ITEM 4. | PURPOSE OF TRANSACTION. |
Item 4 is supplementally amended as follows:
As previously disclosed in the Company’s Current Report on Form 8-K filed with the SEC on August 15, 2011, on August 10, 2011, the Compensation Committee of the Company’s Board of Directors approved the Company’s offer to repurchase at par value all shares of restricted Common Stock previously granted by the Company to six employee grantees on March 18, 2011 (the “Repurchase”). In connection therewith, the Company’s Compensation Committee approved a form of restricted stock repurchase agreement (the “Stock Repurchase Agreement”) to be offered to each individual grantee in connection with the proposed repurchase transactions.
On August 10, 2011 each individual grantee accepted the Company’s offer to repurchase the restricted shares granted on March 18, 2011 by executing a Stock Repurchase Agreement. All of the shares were issued to the individual grantees on a restricted basis, subject to certain time and performance vesting criteria as set forth in separate restricted stock award agreements with each individual grantee.
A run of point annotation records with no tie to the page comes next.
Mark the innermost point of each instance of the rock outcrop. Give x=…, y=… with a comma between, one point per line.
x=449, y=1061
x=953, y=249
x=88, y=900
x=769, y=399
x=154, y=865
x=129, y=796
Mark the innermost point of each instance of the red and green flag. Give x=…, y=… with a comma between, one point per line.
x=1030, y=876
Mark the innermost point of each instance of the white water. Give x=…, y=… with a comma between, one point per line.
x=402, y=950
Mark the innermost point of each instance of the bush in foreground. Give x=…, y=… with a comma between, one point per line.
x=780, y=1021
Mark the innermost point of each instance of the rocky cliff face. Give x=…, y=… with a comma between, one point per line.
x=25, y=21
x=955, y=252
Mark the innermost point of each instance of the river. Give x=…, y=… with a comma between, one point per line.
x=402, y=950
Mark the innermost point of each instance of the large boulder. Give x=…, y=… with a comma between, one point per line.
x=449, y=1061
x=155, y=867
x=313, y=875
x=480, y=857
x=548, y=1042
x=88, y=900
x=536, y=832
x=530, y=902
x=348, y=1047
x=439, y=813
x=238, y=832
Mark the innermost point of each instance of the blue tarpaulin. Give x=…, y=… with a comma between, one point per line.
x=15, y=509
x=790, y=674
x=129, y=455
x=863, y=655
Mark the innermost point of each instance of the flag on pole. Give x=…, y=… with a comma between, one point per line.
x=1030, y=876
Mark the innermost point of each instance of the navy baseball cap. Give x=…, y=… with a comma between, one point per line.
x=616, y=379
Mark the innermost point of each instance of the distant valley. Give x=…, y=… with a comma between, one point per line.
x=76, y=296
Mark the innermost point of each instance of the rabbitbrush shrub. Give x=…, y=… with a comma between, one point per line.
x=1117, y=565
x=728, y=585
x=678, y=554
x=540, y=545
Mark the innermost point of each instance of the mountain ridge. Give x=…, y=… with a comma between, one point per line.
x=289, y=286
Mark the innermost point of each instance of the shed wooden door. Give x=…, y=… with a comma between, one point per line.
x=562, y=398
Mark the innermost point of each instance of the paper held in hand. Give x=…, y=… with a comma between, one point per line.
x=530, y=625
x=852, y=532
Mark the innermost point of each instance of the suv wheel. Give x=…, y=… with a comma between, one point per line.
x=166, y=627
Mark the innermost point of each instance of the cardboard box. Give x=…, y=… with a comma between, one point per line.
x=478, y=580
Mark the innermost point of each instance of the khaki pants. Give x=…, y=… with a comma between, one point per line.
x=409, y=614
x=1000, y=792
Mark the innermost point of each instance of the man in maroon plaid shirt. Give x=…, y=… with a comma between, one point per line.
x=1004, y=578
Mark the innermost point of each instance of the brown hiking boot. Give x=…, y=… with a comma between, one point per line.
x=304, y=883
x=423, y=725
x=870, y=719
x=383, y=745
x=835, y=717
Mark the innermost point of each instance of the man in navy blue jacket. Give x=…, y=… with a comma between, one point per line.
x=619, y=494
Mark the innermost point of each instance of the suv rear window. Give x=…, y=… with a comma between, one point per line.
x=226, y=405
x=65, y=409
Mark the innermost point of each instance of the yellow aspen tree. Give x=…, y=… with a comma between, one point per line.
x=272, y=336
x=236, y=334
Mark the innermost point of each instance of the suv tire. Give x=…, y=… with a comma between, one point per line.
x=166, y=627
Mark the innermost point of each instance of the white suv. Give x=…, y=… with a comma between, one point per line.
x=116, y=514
As part of the March 18, 2011 restricted stock grants, each grantee executed an irrevocable voting proxy in favor of NAL, wherein each grantee assigned NAL the grantee’s right to vote all of the shares of restricted stock until the proxy terminated on the terms and conditions set forth therein. Thus, as a consequence of the Repurchase, NAL’s rights to vote any such shares of restricted stock have effectively terminated as of August 10, 2011, at which time those shares ceased to be considered outstanding for voting purposes.
The Reporting Persons intend to review on a regular basis their investment in the Company and reserve the right to acquire additional shares of the Common Stock, maintain their holdings at their current levels or dispose of all or some of the shares of Common Stock in the open market or through privately negotiated transactions, in each case subject to any applicable regulatory approval.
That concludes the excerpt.